The criminalisation of the poor is nothing new. I have often seen crime prevention operations in the inner city of Johannesburg which quickly and seamlessly metamorphose into unlawful evictions. The residents of the Olivia Road properties had to resist three such crime prevention operations on their way to the Constitutional Court hearing which ultimately resulted in their voluntary relocation to state-funded housing in the inner city. But these incidents have mostly been the result of fairly low level corruption – a property owner who can’t be bothered to get an eviction order, or wait for the state to do it for him, will slip a middle ranking police officer a few hundred rand to arrest some unlawful occupiers for trespass, or to stand by and ensure that there is no resistance while a security company carries out an eviction at 3am.

What is happening to Abahlali represents something more profound. It is a closing down of political space; it is a warning that the poor should not be too organised, critical or demanding – at least not outside the spaces in which the state can control and marginalise dissent. One of the most chilling aspects of the MEC’s statement in the aftermath of the violence at Kennedy Road was that after Abahlali is disbanded “challenges community shall be addressed through dialogue within properly constituted community structures”. One is left to wonder, uneasily, what that means. When an ANC councillor declared the next day that Abahlali’s office, by then ransacked, would become a new branch office of the ANC itself, the answer seemed menacingly clear.

CALS has been one of the spaces in which the jurisprudence of the Constitutional Court on socio-economic rights has been the most used, praised and criticised. Whatever the contours of that debate, the Court is indisputably correct about one thing: at their most fundamental, socio-economic rights prohibit exclusion, and guarantee the space to engage with and shape the terms on which the benefits they guarantee are provided to the poor.
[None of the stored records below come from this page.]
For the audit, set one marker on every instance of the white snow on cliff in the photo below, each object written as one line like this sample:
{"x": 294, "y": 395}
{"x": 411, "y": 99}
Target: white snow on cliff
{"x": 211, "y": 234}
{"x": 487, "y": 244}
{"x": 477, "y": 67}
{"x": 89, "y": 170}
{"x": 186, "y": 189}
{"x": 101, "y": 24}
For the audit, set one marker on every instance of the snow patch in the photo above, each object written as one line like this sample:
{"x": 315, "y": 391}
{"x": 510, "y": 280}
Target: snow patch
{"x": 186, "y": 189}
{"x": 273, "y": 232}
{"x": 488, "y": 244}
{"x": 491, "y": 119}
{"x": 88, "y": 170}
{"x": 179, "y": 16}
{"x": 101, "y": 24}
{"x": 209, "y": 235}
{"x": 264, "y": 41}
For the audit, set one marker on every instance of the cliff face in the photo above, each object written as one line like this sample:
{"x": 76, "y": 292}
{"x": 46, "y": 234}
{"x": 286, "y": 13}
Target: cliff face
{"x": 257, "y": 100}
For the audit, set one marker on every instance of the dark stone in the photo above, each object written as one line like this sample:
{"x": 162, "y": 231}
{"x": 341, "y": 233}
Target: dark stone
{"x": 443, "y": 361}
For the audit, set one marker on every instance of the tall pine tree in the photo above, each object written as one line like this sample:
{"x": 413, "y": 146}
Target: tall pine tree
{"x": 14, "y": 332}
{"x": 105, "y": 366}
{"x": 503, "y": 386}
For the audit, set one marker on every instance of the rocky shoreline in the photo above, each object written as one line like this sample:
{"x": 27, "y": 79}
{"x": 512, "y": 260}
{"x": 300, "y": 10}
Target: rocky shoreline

One such space has been violently wrested from Abahlali’s members this week.

When John set CALS up, he might have been forgiven for thinking that in 30 years’ time we’d be dealing with a different kind law in a different kind of society. And, in many ways, we are. We have a government legitimated by truly free and fair elections. We have much less hostile judiciary. Most importantly, we have a Constitution which, at least formally, guarantees the inclusion of all in the political community. But democracy must also fill the spaces between elections. The freedoms guaranteed by the Constitution must be practiced – and permitted to be practiced – by the citizenry. The attack on Abahlali is an attempt to stamp out that vital practice of democracy. Abahlali, fighting on behalf of an excluded underclass in the teeth of a paranoid state, an aggressive propertied class and a corrupt police force, is now becoming painfully aware of the lessons John learnt and taught thirty years ago.